I participate in social media in pretty much all the ways, and most of the time when I’m on one or the other I see writers talking about how they’re supposed to be doing something else… probably writing. There are plenty of methods for blocking yourself from using Twitter, Facebook, Tumblr, Pinterest (you name it) but the easiest one is plain old self-control.
But lately I’ve come to question whether it’s actually necessary.
I love social media and use it to my advantage – and I don’t just mean directing readers to my books. I have a certain word count I want to hit every day when I’m drafting, and it’s rare that I actually hit it in one bang-out session. Typically about halfway through there’s a moment where I simply don’t feel like writing anymore.

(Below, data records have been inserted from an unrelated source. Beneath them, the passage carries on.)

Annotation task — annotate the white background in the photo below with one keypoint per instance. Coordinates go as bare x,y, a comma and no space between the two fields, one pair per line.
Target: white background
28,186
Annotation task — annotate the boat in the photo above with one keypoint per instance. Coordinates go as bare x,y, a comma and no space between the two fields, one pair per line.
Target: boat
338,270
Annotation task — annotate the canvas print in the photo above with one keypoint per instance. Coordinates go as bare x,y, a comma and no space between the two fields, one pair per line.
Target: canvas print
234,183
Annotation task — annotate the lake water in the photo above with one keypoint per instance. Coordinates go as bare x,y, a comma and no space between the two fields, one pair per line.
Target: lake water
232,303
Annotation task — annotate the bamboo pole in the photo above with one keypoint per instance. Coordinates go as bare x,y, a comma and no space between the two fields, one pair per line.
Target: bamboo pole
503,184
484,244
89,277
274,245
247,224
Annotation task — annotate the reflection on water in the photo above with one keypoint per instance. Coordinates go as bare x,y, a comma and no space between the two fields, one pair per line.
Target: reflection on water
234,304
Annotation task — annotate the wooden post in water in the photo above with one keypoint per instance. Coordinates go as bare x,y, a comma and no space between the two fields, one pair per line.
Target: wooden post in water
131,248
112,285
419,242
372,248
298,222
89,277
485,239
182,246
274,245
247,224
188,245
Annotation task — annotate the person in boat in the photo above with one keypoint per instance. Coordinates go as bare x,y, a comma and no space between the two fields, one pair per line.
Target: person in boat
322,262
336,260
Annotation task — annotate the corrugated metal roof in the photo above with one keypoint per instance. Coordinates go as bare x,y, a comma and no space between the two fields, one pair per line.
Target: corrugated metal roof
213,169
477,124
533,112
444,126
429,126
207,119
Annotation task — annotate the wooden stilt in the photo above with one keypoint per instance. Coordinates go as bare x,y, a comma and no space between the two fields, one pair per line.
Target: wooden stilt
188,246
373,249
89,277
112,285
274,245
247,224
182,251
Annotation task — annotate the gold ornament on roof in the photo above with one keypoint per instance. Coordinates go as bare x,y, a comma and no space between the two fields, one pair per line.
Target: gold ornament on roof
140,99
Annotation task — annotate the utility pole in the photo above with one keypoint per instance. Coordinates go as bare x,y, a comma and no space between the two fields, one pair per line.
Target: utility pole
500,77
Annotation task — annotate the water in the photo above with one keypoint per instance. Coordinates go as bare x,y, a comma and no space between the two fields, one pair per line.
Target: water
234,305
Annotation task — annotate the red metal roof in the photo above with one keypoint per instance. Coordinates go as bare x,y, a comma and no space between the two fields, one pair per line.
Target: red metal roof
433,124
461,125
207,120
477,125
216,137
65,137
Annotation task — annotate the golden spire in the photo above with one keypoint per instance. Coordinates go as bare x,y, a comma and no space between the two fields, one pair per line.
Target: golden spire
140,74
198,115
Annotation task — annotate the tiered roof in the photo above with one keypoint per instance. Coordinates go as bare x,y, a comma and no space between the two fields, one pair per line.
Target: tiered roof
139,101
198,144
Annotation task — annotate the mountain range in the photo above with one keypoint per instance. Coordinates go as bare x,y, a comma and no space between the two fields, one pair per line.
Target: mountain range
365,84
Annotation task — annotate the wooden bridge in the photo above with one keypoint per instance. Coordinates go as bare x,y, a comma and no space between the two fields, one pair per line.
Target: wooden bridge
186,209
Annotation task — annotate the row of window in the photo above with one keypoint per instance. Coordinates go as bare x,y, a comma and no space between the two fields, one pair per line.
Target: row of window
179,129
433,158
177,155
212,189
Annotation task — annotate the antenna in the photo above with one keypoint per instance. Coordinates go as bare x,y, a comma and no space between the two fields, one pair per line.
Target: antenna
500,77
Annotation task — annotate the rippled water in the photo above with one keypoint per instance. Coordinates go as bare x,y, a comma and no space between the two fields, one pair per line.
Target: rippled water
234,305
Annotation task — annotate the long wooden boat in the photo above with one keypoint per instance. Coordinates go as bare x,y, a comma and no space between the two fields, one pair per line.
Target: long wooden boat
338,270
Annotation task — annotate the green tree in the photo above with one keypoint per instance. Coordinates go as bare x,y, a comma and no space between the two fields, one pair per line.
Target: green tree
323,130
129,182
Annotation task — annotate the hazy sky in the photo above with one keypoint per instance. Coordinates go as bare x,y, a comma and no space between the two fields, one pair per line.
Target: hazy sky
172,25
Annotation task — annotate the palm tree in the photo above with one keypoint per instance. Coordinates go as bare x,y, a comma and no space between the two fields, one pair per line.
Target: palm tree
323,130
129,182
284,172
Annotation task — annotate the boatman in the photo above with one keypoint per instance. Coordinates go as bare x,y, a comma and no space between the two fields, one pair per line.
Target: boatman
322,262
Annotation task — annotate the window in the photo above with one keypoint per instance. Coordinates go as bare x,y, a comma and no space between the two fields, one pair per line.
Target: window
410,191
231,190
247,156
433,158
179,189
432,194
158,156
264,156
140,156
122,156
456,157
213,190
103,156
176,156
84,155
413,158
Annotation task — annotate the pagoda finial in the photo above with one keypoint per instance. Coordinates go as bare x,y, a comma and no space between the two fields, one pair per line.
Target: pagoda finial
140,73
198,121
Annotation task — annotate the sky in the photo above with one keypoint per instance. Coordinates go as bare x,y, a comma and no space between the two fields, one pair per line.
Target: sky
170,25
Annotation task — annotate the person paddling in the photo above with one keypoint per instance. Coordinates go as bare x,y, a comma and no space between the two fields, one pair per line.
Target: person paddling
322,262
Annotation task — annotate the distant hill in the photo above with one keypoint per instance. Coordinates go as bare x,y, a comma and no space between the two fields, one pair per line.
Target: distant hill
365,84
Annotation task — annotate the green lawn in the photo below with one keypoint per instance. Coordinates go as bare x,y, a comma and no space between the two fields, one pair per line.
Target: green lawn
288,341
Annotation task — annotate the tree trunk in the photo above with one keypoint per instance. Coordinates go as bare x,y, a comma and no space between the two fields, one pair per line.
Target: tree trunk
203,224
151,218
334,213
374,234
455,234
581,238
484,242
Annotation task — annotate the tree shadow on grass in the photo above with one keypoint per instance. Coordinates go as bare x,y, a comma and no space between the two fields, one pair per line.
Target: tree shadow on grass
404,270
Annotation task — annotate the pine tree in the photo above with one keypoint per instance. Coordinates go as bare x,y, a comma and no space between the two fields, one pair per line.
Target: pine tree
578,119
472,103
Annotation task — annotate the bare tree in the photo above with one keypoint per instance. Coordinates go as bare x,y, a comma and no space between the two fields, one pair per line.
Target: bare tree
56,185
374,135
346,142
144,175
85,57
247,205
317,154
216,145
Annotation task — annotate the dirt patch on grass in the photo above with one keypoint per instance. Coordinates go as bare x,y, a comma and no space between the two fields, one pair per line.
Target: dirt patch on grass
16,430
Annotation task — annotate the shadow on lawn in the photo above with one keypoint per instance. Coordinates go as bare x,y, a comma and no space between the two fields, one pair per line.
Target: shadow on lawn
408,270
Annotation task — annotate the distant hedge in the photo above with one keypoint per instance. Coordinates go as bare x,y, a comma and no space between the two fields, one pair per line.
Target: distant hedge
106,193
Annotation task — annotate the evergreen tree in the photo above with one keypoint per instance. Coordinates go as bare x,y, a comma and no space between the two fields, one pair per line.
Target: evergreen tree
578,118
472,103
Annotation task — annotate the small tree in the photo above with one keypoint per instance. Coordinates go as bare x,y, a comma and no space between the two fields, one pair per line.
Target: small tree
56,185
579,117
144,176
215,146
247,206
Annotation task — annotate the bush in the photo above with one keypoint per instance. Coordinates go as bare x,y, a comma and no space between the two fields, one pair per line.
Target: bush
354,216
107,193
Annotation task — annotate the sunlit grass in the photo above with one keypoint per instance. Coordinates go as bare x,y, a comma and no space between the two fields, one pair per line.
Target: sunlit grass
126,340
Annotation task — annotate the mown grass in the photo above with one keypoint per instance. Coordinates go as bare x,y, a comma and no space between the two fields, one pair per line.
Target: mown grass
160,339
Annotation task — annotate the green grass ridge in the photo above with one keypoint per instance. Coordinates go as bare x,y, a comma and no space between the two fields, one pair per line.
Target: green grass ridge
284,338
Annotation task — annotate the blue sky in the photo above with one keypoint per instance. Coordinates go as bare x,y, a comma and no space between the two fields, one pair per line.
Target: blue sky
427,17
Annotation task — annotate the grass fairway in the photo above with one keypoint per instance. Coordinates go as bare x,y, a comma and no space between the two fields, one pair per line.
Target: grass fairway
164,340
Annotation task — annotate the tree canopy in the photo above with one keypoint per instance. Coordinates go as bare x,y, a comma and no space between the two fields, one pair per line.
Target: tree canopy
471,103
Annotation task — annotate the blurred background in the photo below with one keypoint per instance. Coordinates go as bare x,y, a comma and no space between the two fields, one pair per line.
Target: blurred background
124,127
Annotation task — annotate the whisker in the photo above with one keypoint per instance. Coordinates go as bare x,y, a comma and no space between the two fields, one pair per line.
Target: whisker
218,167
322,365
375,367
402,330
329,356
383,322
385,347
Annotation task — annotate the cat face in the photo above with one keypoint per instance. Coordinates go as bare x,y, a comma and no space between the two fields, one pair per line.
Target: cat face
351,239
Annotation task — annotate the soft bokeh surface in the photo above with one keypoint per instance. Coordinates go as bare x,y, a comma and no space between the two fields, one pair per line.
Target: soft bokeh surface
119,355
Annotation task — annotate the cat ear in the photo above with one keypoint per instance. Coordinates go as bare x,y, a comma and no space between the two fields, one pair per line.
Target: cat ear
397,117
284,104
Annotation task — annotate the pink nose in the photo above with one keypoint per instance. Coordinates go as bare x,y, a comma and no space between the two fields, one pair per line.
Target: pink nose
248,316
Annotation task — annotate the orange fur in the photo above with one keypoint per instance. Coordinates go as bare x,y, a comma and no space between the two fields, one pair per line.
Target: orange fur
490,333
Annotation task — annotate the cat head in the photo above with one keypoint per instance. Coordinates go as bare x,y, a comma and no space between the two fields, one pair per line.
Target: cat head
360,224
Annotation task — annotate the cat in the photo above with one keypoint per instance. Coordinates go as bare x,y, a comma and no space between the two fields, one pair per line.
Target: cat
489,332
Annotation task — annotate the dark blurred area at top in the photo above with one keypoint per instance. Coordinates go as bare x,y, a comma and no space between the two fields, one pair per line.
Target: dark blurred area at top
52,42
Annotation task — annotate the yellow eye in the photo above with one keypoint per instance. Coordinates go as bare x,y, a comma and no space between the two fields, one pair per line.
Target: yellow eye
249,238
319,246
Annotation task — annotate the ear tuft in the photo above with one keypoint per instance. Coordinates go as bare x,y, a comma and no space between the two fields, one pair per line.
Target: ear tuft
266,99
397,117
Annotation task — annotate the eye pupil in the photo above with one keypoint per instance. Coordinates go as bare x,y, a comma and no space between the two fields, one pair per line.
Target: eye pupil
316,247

Sometimes I even know what’s going to happen next, but it doesn’t matter. The candle has been lit, yes, but it burned down to the end of the wick and all I’ve got left is the little nub of blue flame that’s about to be drowned in wax.
In other words, I’m just not on fire at that point.
Like all writers, there are times when I have to force myself to write. I actually make the announcement to the boyfriend, climb the stairs like Anne Boelyn at the Tower and treat opening my laptop like a reverse guillotine. It can be that hard.
Once I’m there, in front of the computer with the WIP up on a Word doc, I know I can’t walk away. I won’t have the fortitude to go through the process of putting myself in front of it again. But I also don’t want to make words when all I’m running on is that little tiny blue flame.
So, I open up a browser screen, and I see what everybody else is up to. Sometimes I just hit up Goodreads for a little bit and look at books I want to read. Sometimes I scroll through Tumblr, check Facebook for any notifications, hop on Twitter to commiserate with other writers.
And you know what? The laptop is already open. The Word doc is hovering behind the browser, letting me know that the word count for today isn’t hit yet. My flame rekindles as I give myself a little time away from the WIP, and when I return the next bit of dialogue is more natural than it would’ve been otherwise, the next step in the plot more evident than it would’ve been if I slapped something together for the sake of forward movement.
I didn’t leave my computer. I don’t have to force myself to sit back down in front of it. It wasn’t a rabbit hole of distraction, but a much needed regroup – one I take everyday.
So don’t treat social media like the anathema to your creativity. It might be the gasp of oxygen that you need.